A child is born with infinite love. It knows itself to be Divine and it knows it without doubt. Infinitely resides in its eyes and when we look at a child we see ourselves reflected there. We see our own true selves and who and what we are. There is no hiding from a child’s eyes. As the Love it holds for us is complete. It is eternal and it is unconditional. Regardless of what we do, this child continues to love us and it continues to seek love from us. In many cases, long after the parent is gone, the child continues to seek love and approval form the parent, hoping and seeking. Unless it has come to realize that the most important love it has, is the one it has for itself – the eternal Divine Love that is our birthright, without condition and without judgement and it is ours regardless of who or what we have done with our lives and who or what we have become.

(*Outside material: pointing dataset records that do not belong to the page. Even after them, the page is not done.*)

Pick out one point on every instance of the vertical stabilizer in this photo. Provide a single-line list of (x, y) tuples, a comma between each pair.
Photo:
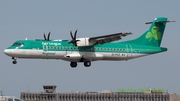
[(154, 35)]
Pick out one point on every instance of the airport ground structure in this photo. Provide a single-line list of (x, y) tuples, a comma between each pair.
[(51, 95)]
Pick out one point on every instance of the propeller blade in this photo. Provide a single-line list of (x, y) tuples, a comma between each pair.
[(48, 36), (71, 35), (44, 36), (75, 34)]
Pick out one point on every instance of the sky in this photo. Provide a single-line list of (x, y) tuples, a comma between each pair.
[(20, 19)]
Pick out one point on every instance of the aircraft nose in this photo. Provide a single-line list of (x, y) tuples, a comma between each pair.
[(7, 51)]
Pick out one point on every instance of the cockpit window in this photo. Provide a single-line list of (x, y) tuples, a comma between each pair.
[(18, 44)]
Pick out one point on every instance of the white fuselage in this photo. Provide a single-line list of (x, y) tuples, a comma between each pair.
[(74, 56)]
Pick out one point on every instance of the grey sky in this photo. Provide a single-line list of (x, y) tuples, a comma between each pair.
[(21, 19)]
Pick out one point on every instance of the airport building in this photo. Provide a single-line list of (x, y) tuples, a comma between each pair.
[(50, 94)]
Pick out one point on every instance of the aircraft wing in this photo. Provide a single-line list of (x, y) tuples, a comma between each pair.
[(108, 38)]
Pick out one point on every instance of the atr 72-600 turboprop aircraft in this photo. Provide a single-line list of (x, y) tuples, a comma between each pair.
[(91, 49)]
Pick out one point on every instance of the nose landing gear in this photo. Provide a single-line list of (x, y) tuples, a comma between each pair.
[(14, 60), (87, 63)]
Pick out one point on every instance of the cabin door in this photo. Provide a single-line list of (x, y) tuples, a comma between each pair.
[(35, 49), (129, 51)]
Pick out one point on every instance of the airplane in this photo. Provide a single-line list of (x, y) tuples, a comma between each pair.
[(89, 49)]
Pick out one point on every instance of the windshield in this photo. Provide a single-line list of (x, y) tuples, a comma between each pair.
[(18, 44)]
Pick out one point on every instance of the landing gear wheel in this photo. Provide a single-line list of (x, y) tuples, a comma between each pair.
[(73, 64), (87, 63), (14, 62)]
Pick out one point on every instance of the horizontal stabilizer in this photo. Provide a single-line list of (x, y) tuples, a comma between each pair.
[(160, 21)]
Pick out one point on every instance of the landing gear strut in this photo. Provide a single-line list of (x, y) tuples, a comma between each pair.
[(87, 63), (14, 60), (73, 64)]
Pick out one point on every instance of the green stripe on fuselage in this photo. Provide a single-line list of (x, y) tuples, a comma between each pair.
[(108, 47)]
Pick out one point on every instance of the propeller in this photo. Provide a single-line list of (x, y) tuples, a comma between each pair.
[(73, 41), (47, 38)]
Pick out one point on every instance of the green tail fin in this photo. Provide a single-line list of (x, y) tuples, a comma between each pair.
[(153, 36)]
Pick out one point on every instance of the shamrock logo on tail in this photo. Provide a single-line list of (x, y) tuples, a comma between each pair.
[(154, 34)]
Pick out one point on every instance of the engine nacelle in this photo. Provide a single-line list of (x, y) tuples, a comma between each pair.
[(84, 42), (73, 56)]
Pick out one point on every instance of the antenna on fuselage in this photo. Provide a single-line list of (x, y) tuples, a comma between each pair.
[(48, 37)]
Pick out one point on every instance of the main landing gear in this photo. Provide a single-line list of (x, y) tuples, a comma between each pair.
[(86, 64), (14, 60)]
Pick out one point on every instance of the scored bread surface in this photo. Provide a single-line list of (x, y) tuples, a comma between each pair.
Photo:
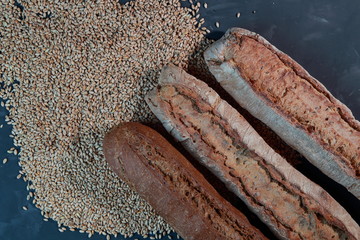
[(172, 186), (279, 92), (220, 138)]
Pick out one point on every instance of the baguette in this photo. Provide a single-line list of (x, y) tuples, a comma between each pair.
[(172, 186), (223, 141), (279, 92)]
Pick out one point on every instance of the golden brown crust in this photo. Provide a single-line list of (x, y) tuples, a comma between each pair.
[(223, 141), (279, 92), (172, 186)]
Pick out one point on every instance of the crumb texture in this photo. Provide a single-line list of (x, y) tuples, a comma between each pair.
[(264, 189), (296, 97)]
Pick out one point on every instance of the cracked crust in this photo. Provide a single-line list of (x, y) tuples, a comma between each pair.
[(279, 92), (221, 139), (172, 186)]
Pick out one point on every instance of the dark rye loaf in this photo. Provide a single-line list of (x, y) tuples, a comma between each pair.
[(279, 92), (172, 186), (221, 139)]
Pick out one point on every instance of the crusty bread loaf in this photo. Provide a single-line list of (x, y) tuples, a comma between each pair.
[(172, 186), (279, 92), (220, 138)]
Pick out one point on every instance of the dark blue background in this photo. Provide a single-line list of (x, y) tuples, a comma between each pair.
[(323, 36)]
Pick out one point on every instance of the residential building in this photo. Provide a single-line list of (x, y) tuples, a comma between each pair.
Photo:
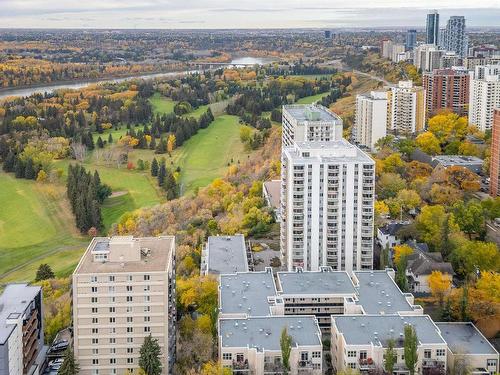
[(387, 234), (432, 28), (411, 39), (271, 191), (360, 341), (21, 330), (484, 96), (468, 348), (370, 123), (406, 108), (123, 291), (446, 89), (495, 155), (309, 123), (428, 57), (421, 264), (327, 200), (224, 254), (252, 345), (455, 38)]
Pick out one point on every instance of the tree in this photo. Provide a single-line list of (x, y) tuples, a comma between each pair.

I have spent much of my life working with children and with the parents of children, both internationally and domestically. I have worked to help parents understand their children better, how to discipline more appropriately, and how to respond to their problems. But after years of doing this, I have come to realize my approach has been from the wrong perspective. The problem is not the child – the problem is the parent.

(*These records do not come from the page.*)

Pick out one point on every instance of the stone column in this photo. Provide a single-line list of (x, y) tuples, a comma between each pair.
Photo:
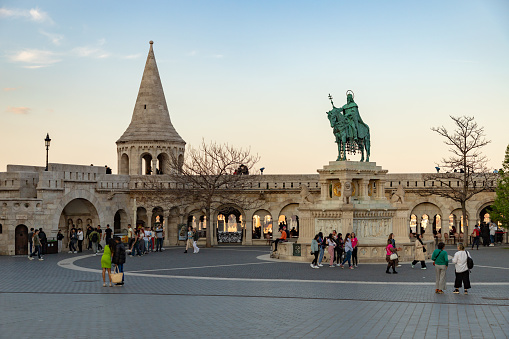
[(149, 217), (166, 228), (154, 166), (363, 183), (324, 190), (380, 189), (248, 240)]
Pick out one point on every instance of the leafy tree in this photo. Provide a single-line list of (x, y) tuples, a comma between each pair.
[(500, 208)]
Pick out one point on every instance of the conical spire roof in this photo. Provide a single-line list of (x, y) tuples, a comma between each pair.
[(151, 119)]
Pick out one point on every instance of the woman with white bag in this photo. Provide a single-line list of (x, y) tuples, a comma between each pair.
[(391, 257)]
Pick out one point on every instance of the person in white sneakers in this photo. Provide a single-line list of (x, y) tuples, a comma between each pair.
[(195, 241), (493, 229), (315, 251)]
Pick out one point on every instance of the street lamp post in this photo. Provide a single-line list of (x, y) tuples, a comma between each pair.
[(46, 142)]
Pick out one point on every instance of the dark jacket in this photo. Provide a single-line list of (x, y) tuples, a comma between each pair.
[(119, 255)]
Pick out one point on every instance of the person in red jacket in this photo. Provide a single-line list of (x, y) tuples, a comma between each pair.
[(476, 233), (278, 240)]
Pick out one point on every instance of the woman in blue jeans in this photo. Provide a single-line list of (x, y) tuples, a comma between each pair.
[(320, 245), (348, 252)]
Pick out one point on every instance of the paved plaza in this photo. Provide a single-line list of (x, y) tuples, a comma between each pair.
[(235, 291)]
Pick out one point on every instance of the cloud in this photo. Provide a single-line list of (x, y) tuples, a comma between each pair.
[(33, 14), (18, 110), (38, 58), (55, 38), (132, 56)]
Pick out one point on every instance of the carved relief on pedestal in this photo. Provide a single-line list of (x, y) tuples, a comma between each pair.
[(372, 228)]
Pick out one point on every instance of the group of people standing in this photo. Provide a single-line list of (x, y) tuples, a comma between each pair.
[(144, 240), (340, 250)]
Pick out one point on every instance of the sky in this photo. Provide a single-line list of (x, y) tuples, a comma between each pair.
[(254, 74)]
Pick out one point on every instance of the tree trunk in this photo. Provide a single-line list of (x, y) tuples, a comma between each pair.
[(210, 226), (465, 224)]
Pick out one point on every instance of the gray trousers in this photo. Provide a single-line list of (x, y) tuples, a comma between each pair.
[(440, 271)]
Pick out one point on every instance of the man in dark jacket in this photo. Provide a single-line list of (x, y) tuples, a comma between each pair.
[(119, 258)]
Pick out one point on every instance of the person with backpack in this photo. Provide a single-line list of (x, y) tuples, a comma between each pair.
[(461, 269), (441, 262), (195, 241), (94, 240), (72, 241), (118, 258), (321, 244)]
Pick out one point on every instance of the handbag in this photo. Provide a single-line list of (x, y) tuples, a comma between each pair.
[(117, 276)]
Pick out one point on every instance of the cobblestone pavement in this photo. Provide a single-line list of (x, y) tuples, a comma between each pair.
[(233, 292)]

Children are our future. Often this statement is written but it moves far beyond this. Children are the mirror of our souls. Children reflect back to us who we are, who we have become as adults. They show us where we are wrong; children show us where we need to look within ourselves in order polish ourselves to become the gold we were meant to be; the Gold we somehow lost and spend our lives trying to find..
Alchemy is the process through which lead is transformed into gold. It is thought to be a myth – a sort of allegorical statement for our life’s journey. The Alchemist is in truth the child we bring into this world. This child comes in, in innocence and as it grows it gives back to us what we give this child, The catalyst that creates this process is Love. The Catalyst allows the interaction, provides the necessary elements for the action to happen but does not, itself, interfere with the process. It allows the process to proceed on its own without interference. It provides all of the elements for a positive outcome but allows the process to proceed, and if the process does not succeed, tries again. The catalyst has no investment in whether the process is successful but when it is, the entirety of creation celebrates.

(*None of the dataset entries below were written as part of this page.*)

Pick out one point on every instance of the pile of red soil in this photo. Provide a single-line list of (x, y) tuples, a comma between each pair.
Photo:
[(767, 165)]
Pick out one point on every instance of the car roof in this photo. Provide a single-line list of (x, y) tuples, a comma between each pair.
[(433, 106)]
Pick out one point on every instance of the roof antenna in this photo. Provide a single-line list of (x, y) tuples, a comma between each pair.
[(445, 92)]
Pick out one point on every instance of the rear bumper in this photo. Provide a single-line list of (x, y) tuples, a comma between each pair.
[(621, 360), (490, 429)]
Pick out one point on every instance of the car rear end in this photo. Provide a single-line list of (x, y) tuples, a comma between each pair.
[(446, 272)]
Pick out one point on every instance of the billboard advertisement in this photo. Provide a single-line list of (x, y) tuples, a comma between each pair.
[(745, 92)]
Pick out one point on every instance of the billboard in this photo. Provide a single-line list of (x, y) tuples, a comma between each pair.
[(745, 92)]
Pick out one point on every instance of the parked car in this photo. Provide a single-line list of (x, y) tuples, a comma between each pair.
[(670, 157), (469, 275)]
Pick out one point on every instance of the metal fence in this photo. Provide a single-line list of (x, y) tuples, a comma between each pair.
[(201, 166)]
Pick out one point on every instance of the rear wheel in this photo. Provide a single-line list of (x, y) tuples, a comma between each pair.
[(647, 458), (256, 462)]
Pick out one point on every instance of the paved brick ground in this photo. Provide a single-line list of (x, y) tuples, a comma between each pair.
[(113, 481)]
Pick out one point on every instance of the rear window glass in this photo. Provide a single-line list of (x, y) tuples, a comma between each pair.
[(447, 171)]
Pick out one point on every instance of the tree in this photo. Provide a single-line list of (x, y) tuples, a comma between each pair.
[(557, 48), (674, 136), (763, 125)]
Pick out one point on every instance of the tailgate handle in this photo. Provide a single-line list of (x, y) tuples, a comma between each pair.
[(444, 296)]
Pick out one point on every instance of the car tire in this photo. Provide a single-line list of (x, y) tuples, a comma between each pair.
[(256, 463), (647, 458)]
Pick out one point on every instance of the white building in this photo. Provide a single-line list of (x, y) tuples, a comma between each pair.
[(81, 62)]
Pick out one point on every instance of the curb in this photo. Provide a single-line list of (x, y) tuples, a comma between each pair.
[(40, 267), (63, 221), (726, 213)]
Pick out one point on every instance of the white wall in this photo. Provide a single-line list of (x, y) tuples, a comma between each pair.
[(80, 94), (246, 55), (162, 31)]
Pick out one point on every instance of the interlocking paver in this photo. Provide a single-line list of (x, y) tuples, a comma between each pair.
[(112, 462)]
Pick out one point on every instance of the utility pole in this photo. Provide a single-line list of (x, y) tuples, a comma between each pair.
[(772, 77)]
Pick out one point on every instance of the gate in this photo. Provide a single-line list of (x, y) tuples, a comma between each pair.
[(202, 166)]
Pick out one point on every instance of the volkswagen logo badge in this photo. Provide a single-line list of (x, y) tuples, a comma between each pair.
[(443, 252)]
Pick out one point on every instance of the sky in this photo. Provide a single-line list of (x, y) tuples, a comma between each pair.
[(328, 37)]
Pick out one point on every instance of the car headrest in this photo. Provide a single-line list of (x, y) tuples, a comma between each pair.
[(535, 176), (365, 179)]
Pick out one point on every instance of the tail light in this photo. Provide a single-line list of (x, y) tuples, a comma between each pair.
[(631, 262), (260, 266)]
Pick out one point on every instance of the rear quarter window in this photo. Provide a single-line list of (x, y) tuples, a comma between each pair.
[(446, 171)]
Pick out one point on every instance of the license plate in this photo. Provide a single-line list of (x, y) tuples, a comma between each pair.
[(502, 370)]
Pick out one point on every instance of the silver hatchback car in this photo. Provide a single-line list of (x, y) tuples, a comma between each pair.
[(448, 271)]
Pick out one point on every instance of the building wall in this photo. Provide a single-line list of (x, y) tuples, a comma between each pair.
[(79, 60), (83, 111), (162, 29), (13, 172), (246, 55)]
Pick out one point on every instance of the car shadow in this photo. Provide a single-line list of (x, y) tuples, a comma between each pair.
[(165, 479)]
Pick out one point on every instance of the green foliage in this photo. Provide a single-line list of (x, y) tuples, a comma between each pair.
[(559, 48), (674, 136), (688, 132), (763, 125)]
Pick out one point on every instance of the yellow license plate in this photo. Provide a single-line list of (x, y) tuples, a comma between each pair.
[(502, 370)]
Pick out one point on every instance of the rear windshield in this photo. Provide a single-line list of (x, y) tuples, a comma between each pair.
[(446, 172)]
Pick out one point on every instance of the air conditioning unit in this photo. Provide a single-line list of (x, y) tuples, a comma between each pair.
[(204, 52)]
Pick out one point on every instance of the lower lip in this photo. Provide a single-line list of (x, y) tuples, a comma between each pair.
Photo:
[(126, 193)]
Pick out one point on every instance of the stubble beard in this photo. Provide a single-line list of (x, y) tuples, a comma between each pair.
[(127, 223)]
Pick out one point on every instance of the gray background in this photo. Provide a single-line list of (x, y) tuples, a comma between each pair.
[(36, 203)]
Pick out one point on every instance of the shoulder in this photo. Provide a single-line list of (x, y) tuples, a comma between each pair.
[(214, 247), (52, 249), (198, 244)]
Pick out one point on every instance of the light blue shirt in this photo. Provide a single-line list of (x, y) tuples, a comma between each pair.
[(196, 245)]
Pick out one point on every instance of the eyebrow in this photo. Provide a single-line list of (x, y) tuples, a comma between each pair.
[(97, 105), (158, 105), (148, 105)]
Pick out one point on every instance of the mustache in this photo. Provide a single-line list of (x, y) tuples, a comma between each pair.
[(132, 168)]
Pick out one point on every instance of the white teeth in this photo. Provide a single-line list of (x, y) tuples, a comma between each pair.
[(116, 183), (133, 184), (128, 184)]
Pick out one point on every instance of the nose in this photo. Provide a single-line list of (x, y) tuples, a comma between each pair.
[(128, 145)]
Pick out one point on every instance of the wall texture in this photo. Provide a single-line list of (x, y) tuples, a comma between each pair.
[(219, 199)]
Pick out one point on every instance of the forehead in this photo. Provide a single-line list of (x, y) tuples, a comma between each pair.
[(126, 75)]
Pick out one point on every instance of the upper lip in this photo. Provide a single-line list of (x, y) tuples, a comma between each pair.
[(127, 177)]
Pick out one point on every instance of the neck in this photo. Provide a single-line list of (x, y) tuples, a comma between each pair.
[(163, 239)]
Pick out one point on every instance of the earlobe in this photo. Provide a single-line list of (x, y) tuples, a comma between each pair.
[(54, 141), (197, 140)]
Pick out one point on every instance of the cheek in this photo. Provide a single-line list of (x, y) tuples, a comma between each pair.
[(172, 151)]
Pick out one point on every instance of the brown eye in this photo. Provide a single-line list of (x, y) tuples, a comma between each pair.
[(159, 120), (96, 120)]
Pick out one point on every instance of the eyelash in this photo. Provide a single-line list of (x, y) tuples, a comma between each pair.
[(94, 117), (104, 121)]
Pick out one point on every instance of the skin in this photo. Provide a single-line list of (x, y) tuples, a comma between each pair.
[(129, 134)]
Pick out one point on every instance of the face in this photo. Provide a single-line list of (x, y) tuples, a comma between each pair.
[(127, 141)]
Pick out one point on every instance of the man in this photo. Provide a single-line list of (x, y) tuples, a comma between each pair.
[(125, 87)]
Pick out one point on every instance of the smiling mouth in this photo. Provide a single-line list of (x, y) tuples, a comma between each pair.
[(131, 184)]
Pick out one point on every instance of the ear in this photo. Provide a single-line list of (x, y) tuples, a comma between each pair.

A catalyst is defined as “a substance that increases the rate of a chemical reaction without itself undergoing any permanent chemical change.” And this is the definition of Love. Love does not depend upon our belief in it, nor does it care about how we feel about it. It has no prejudgments and no expectations. We are free to reject Love or to accept it, as we see fit. Nothing we do can ever change it nor cause it to leave us. However, it is our choice whether we accept it or not. If we accept the presence of Love there is a remarkable alchemical process that happens within us that is beyond anything we could ever have imagined. But Love will never force itself upon us and we must open ourselves to it. And when we reject Love, we create our own suffering.
We bring children into the world and often repeat the statement, the child is our future. We see our future reflected in our child but what we so often fail to see is the present of who we are NOW reflected in the child. The Child becomes the mirror of who we have become as a present representation of our past. If we haven’t moved beyond fear and pain and shame and guilt, our child becomes the reflection of this past. We project onto the child the incompleteness of our own lives. If we haven’t learned to love ourselves, then how can we love the child. Unless we are conscious caring adults who seek to know ourselves better, our relationship with our children will be built on a foundation of ear and repulsion for what we see in their eyes. The Love they show us will terrify us and we will seek to prove we are not worthy and neither are they.
A Child comes into the world in innocence. When we look into the innocence of their eyes we see ourselves, not the Child. When we experience trauma, we relive this trauma until we figure out how to move beyond it. Early on in our lives we learn to become survivors. We turn from enjoying and being who we are and being alive to celebrate life, to operating in a survival mode. We become afraid of moving out of spaces we have discovered are safe – we begin to fear ourselves.